Были у меня и другие планы — например, завести молочную ферму и снабжать молочными продуктами соседей. Мы жили в нездоровой местности, то есть в этих местах свирепствовала тяжелая форма лихорадки, и чтобы уберечь породистый скот, его надо было профилактически обрабатывать, купая в специальном растворе. Это невыгодно при конкуренции со скотоводами из более здоровых мест, но зато я жила так близко от Найроби, что могла бы отправлять туда молоко на повозках с самого раннего утра. У нас в свое время было стадо породистых коров, и мы вырыли прекрасный прудок, где их можно было купать. Но нам пришлось их распродать, пруд зарос травой, и потом всегда напоминал мне поверженные, как бы опрокинутые вниз головой руины воздушного замка. Впоследствии, когда я по вечерам выходила в часы дойки к загонам Мауге и Канину, до меня доносился сладостный запах коров, и у меня начинало щемить сердце — как я мечтала тогда о собственных хлевах, о своей молочной ферме! А когда мне случалось ехать верхом по равнине, я живо воображала себе рассыпанные по пастбищу, как цветы, стада пестрых коров.
Но с годами эти видения как бы уходили все дальше, и, наконец, совсем скрылись из глаз. Я бы не очень грустила о них, если бы не прогорела на кофе, если бы мне удалось сохранить свою ферму.

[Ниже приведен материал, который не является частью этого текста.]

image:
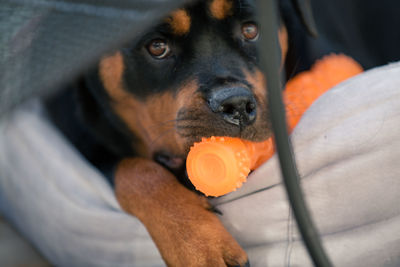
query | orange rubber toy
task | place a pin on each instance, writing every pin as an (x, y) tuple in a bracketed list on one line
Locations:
[(219, 165)]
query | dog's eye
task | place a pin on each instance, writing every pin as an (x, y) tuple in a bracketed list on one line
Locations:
[(250, 31), (158, 48)]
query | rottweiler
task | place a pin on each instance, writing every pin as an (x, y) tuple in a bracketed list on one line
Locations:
[(193, 75)]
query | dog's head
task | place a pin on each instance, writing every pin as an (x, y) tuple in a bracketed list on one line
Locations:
[(194, 75)]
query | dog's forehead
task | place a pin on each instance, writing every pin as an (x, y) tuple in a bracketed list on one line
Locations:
[(180, 20)]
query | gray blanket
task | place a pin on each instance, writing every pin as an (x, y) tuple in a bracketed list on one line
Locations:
[(348, 153)]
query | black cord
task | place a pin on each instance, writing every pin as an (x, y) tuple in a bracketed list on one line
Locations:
[(270, 63)]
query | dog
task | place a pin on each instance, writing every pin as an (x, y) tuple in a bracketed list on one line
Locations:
[(193, 75)]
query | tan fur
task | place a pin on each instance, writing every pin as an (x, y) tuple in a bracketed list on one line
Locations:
[(179, 21), (152, 119), (185, 232), (221, 9)]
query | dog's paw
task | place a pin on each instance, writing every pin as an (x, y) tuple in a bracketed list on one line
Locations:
[(182, 224), (198, 240)]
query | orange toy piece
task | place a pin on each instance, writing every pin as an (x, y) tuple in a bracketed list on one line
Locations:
[(219, 165)]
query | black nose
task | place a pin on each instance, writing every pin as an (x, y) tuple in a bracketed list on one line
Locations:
[(236, 105)]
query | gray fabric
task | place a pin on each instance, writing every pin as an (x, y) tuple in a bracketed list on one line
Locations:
[(45, 43), (347, 149)]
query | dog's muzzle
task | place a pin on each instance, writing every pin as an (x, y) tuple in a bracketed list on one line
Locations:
[(236, 105)]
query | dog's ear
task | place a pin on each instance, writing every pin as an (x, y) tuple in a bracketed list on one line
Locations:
[(303, 8)]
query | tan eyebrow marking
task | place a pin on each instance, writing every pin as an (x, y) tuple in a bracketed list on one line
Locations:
[(180, 22), (220, 9)]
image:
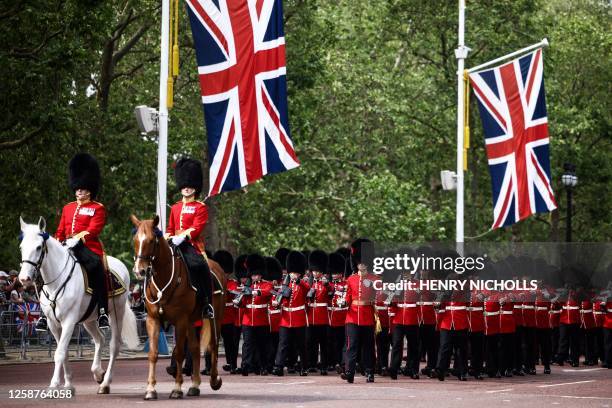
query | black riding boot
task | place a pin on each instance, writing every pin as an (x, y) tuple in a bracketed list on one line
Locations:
[(96, 275)]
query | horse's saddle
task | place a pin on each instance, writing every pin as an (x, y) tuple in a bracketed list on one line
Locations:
[(116, 286)]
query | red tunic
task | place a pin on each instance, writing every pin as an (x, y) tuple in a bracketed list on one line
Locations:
[(274, 312), (427, 312), (294, 308), (570, 310), (76, 218), (542, 310), (476, 313), (337, 312), (506, 317), (455, 316), (256, 305), (608, 319), (230, 314), (406, 308), (360, 297), (190, 218), (492, 313), (587, 318), (382, 309)]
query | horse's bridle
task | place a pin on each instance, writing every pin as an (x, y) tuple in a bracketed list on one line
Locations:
[(150, 271), (41, 258)]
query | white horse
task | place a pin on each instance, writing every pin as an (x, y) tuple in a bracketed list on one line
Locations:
[(64, 302)]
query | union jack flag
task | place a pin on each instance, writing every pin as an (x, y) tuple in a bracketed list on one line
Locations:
[(513, 112), (240, 50)]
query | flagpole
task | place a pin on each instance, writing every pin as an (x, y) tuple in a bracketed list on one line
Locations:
[(162, 148), (461, 54), (543, 43)]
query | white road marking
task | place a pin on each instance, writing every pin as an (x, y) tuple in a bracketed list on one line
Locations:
[(558, 385), (583, 370), (580, 397), (504, 390)]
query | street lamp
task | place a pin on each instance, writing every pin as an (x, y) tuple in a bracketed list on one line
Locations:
[(569, 180)]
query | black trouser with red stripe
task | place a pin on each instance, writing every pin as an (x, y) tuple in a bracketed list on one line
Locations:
[(411, 333), (359, 337), (429, 343), (316, 339), (449, 340), (382, 348), (477, 340), (336, 343), (544, 345), (228, 333), (291, 337), (255, 347)]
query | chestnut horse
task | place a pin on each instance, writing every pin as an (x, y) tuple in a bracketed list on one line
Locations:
[(170, 297)]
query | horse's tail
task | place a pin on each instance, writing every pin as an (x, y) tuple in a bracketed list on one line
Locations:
[(205, 335), (129, 332)]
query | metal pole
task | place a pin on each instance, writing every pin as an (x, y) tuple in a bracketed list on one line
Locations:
[(568, 232), (162, 148), (543, 43), (461, 54)]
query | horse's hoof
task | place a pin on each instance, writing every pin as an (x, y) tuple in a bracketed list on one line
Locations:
[(176, 394), (150, 395), (216, 384), (99, 381), (104, 389)]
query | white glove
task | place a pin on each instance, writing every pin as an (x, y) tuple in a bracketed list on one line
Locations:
[(177, 240), (72, 242)]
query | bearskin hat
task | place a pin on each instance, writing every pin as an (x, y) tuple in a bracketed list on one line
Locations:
[(188, 173), (317, 261), (362, 251), (84, 173), (274, 270), (225, 260), (281, 255), (335, 263), (240, 266), (255, 265), (296, 262)]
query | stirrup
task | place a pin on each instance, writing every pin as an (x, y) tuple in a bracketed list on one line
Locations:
[(103, 321), (41, 324), (208, 312)]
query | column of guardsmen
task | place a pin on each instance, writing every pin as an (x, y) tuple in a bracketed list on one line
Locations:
[(310, 312)]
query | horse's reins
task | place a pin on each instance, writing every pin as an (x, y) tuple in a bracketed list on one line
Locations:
[(37, 267), (151, 271)]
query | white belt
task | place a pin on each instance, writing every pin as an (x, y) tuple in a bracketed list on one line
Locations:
[(252, 306)]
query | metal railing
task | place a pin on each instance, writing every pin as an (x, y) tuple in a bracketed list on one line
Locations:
[(19, 339)]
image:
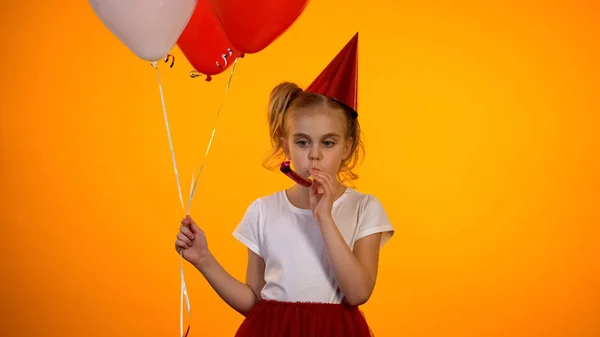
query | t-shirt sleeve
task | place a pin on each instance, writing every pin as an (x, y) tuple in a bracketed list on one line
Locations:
[(373, 219), (248, 230)]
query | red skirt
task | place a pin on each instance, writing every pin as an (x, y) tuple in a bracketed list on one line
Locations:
[(294, 319)]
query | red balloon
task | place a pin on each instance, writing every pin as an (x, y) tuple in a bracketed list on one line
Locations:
[(205, 44), (252, 25)]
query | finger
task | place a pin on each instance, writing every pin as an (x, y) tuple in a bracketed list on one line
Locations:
[(180, 245), (326, 181), (182, 237), (193, 226), (321, 183), (187, 232)]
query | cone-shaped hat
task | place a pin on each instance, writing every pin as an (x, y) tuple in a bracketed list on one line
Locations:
[(339, 80)]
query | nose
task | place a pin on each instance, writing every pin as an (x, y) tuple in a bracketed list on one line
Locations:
[(314, 154)]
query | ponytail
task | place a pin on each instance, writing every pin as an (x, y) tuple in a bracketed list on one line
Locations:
[(279, 101)]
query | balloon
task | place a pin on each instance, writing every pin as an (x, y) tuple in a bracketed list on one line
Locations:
[(204, 43), (149, 28), (252, 25)]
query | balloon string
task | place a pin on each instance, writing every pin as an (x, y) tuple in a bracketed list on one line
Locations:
[(162, 98), (183, 286), (197, 176)]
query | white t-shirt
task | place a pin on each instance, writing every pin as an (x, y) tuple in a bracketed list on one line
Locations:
[(290, 242)]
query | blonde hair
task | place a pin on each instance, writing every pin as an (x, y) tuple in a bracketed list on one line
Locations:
[(287, 97)]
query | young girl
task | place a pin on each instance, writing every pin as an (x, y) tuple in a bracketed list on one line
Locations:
[(312, 251)]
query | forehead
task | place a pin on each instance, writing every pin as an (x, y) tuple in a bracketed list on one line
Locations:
[(317, 121)]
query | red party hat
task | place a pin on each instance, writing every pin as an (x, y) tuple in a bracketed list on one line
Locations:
[(339, 80)]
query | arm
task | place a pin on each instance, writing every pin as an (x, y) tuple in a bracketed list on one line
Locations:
[(239, 296), (356, 272)]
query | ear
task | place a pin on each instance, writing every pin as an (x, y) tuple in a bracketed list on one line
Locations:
[(285, 146), (347, 147)]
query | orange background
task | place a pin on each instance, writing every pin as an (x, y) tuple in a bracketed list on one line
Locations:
[(481, 129)]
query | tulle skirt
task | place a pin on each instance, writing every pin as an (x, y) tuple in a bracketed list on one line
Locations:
[(294, 319)]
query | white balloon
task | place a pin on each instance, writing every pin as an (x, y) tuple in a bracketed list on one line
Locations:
[(149, 28)]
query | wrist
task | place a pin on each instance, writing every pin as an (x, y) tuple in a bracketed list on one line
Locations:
[(204, 262)]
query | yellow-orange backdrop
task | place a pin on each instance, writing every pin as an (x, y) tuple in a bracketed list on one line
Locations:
[(481, 125)]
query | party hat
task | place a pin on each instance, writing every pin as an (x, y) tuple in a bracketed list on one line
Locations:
[(339, 80)]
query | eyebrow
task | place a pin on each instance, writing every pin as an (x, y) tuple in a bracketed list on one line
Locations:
[(327, 135)]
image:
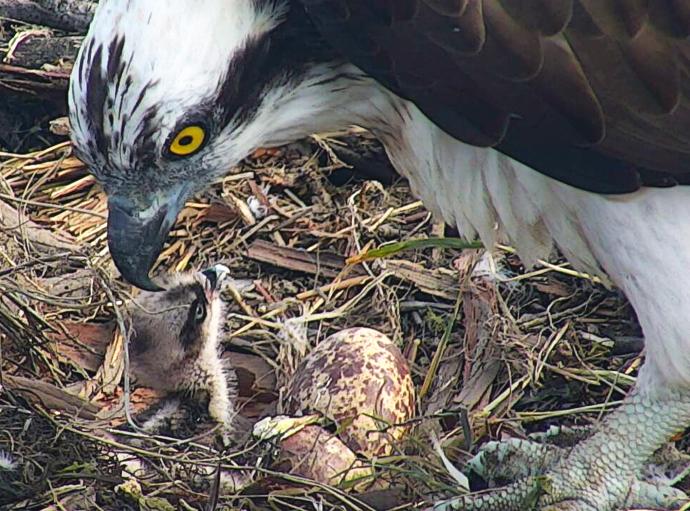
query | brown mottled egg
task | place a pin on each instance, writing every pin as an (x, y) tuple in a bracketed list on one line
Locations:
[(360, 379), (317, 454)]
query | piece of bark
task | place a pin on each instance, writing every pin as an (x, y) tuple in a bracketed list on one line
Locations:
[(256, 378), (11, 220), (50, 397), (37, 49), (319, 263), (432, 282), (67, 15)]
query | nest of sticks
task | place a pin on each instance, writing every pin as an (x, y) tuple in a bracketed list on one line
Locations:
[(496, 350)]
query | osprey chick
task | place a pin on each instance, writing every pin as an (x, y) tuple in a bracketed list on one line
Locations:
[(174, 345)]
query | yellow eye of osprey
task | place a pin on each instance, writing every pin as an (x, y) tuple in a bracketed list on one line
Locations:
[(187, 141)]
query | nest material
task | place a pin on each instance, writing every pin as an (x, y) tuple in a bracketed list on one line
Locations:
[(493, 355)]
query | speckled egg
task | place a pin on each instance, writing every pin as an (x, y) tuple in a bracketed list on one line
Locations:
[(358, 378)]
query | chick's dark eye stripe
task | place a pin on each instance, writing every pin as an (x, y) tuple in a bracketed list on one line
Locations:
[(191, 325)]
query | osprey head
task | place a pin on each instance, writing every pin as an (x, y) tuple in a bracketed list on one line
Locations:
[(164, 99)]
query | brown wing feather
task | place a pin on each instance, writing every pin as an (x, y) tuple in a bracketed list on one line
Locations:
[(595, 93)]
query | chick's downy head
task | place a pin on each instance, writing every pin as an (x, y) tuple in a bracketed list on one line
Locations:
[(176, 331)]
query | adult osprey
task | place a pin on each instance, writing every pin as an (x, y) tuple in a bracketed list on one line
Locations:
[(531, 121)]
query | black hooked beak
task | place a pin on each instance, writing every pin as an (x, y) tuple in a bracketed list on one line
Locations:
[(136, 238)]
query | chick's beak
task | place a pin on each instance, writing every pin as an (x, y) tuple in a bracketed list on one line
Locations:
[(136, 236)]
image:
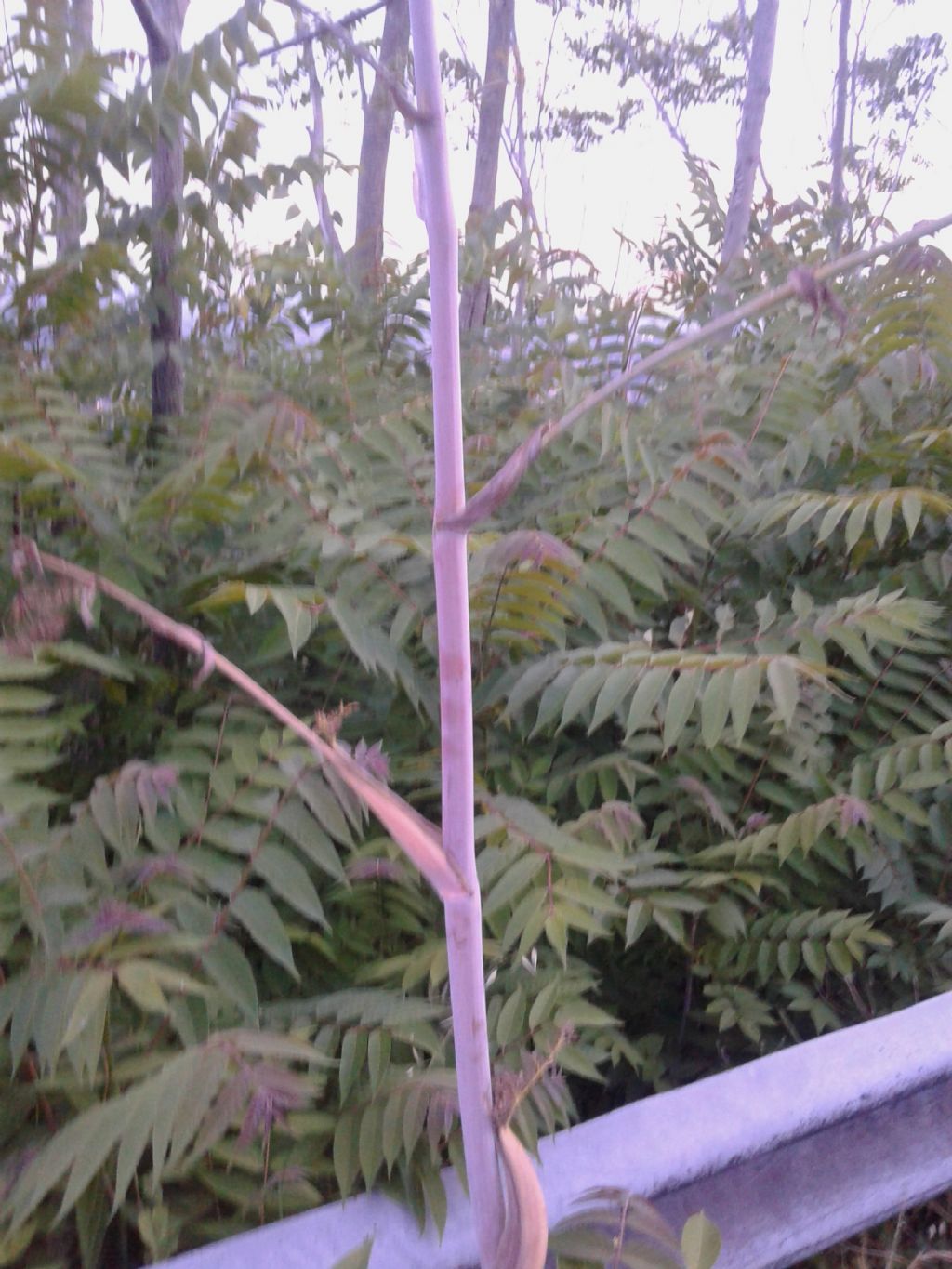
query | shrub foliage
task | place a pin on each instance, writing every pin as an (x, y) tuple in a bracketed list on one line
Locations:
[(711, 650)]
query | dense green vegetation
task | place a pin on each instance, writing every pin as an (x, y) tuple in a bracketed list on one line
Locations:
[(712, 656)]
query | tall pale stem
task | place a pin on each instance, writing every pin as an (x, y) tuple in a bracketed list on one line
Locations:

Ферма — это тяжкое бремя, и нести его в одиночку очень трудно. Мои туземцы и даже мои белые родственники перекладывали все тревоги, все заботы на мои плечи, и мне по временам мерещилось, что даже волы на ферме, даже кофейные деревья — и те норовят свалить все на меня. Казалось, что и люди, и бессловесные существа както сговорились между собой, и все сошлись на одном: я виновата даже в том, что дожди запоздали и что ночи стоят холодные. И по вечерам мне самой казалось, что неприлично сидеть спокойно с книгой в руках; меня гнал из собственного дома страх грядущего бездомья. Фарах знал обо всех моих горестях, но неодобрительно относился к моим ночным прогулкам. Он говорил, что около самого дома на закате видели леопардов; вечерами он обычно стоял, почти невидимый, на веранде — в сумерках лишь смутно белела его одежда — и дожидался моего возвращения. Но я была так поглощена своими грустными мыслями, что будто и не слышала о леопардах; я понимала, что бродить ночами, в темноте, по дорогам вокруг фермы, словно совершая ночной обход, совершенно бессмысленно, это мне не поможет, и все же продолжала бродить по ночам, как призрак — люди так и говорят: «тут бродит привидение», а зачем, куда оно бредет, никто не знает.
За два года до окончательной разлуки с Африкой я побывала в Европе. Обратно я приехала как раз к сбору кофе, а это значит, что до того, как я попала в Момбасу, я не могла ничего узнать о новом урожае. На пароходе я неотступно об этом думала: когда я чувствовала себя хорошо и жизнь мне улыбалась, я надеялась получить по семьдесят пять тонн с акра, но стоило мне занемочь или расстроиться, как я думала: нет, не собрать нам с акра больше шестидесяти тонн!
Фарах приехал встречать меня в Момбасу, и я не решалась сразу спросить его об урожае — мне было страшно. Мы немного поговорили о всяких других событиях на ферме. Но вечером, когда я уже собиралась лечь спать, я не выдержала и спросила — сколько тонн в среднем собрали на ферме. Сомалийцы, как правило, сообщают о бедствиях с нескрываемым удовольствием. Но Фарах был очень расстроен, лицо у него помрачнело; он молча стоял у двери, полузакрыв глаза и закинув голову, потом, совладав со своим горем, выговорил: «Сорок тонн, мемсаиб».
И тут я поняла, что нам уже не подняться. Весь мир вокруг меня вдруг как-то потускнел, выцвел, и убогий, душный гостиничный номер в Момбасе с его бетонированным полом, колченогой железной кроватью и ветхой противомоскитной сеткой, превратился в устрашающий символ мира, лишенного жизни, без единого украшения, без той малости, что скрашивает жизнь человека. Я больше не говорила с Фарахом, и он вышел, тоже не сказав ни слова — а с ним ушла и последняя крупица человеческого тепла в холодном мире.
Но все же в человеческой душе таится огромная сила, она не дает нам окончательно пасть духом, и глубокой ночью я вдруг, как старик Кнудсен, сказала себе, что сорок тонн — все же лучше, чем ничего, а вот пессимизм — это смертный грех. Как бы то ни было, я возвращаюсь к себе домой, я снова увижу свой дом за поворотом дороги. Там мой народ, и ко мне еще будут приезжать погостить мои друзья. Через десять часов я увижу из окна вагона на юго-западе, в голубом небе очертания синих гор Нгонго.